It’s used roughly three places:

setTimeout might also be affected. v86 uses setTimeout instead of postMessage when the cpu is executing HLT and there are no timer interrupts coming up. If setTimeout is throttled to 16ms, it may sleep much longer than intended.

To narrow it down, I’d suggest:

  • Replacing microtick with a throttled version (function throttled_microtick() { return 16.67 * Math.round(microtick() / 16.67); }) in selected places
  • Disabling idling by commenting out setTimeout here

You can run this code to determine the resolution of performance.now(): x = new Set(); while(x.size < 5) x.add(performance.now()); Array.from(x).sort((a,b) => a-b).slice(-2).reduce((a,b) => b-a)

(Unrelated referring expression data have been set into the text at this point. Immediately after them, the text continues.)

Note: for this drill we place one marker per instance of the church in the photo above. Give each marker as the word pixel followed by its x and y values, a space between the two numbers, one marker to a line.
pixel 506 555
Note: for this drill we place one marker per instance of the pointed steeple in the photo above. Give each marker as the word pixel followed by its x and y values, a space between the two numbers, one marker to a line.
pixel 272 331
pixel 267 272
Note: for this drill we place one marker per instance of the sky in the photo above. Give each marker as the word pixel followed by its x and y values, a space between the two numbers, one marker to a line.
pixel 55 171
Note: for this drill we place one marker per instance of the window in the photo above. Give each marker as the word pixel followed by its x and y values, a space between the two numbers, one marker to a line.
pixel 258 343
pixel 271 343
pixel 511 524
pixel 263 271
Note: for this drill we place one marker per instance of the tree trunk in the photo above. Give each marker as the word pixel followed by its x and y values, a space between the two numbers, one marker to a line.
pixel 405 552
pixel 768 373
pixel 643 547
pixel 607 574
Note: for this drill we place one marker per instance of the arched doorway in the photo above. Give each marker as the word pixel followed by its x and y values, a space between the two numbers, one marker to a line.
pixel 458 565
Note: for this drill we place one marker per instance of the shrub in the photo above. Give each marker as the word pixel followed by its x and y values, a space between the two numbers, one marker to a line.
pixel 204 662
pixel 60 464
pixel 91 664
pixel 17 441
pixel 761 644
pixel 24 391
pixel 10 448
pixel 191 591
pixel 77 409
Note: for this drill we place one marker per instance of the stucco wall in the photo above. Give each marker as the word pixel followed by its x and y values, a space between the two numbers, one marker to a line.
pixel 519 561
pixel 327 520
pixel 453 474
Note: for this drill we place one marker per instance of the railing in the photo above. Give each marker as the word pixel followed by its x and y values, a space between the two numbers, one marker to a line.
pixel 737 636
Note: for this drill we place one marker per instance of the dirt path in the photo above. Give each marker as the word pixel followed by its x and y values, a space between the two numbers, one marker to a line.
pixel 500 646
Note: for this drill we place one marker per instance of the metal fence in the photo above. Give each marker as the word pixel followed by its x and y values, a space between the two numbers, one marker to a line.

On Firefex (developer edition), I get 1ms on http sites and 0.02ms on https (with COOP/COEP).

The NMI test suite calls udelay 1000000 times: https://github.com/torvalds/linux/blob/28b8235/arch/x86/kernel/nmi_selftest.c#L82-L83 udelay on x86 is here: https://github.com/torvalds/linux/blob/28b8235/arch/x86/lib/delay.c#L207 udelay will repeatedly call rdtsc until it changes (some amount that should amount to 1us), but with the reduced resolution this will take (worst case) 16 minutes (1ms * 1000000) on Firefox on http and 20 seconds on https (0.02ms * 1000000). I can experimentally confirm the 20 second delay.

On Chromium, the resolution is higher (0.1ms and 0.005ms respectively). Maybe your Firefox has a different resolution or doesn’t accept the COOP/COEP headers on https://copy.sh?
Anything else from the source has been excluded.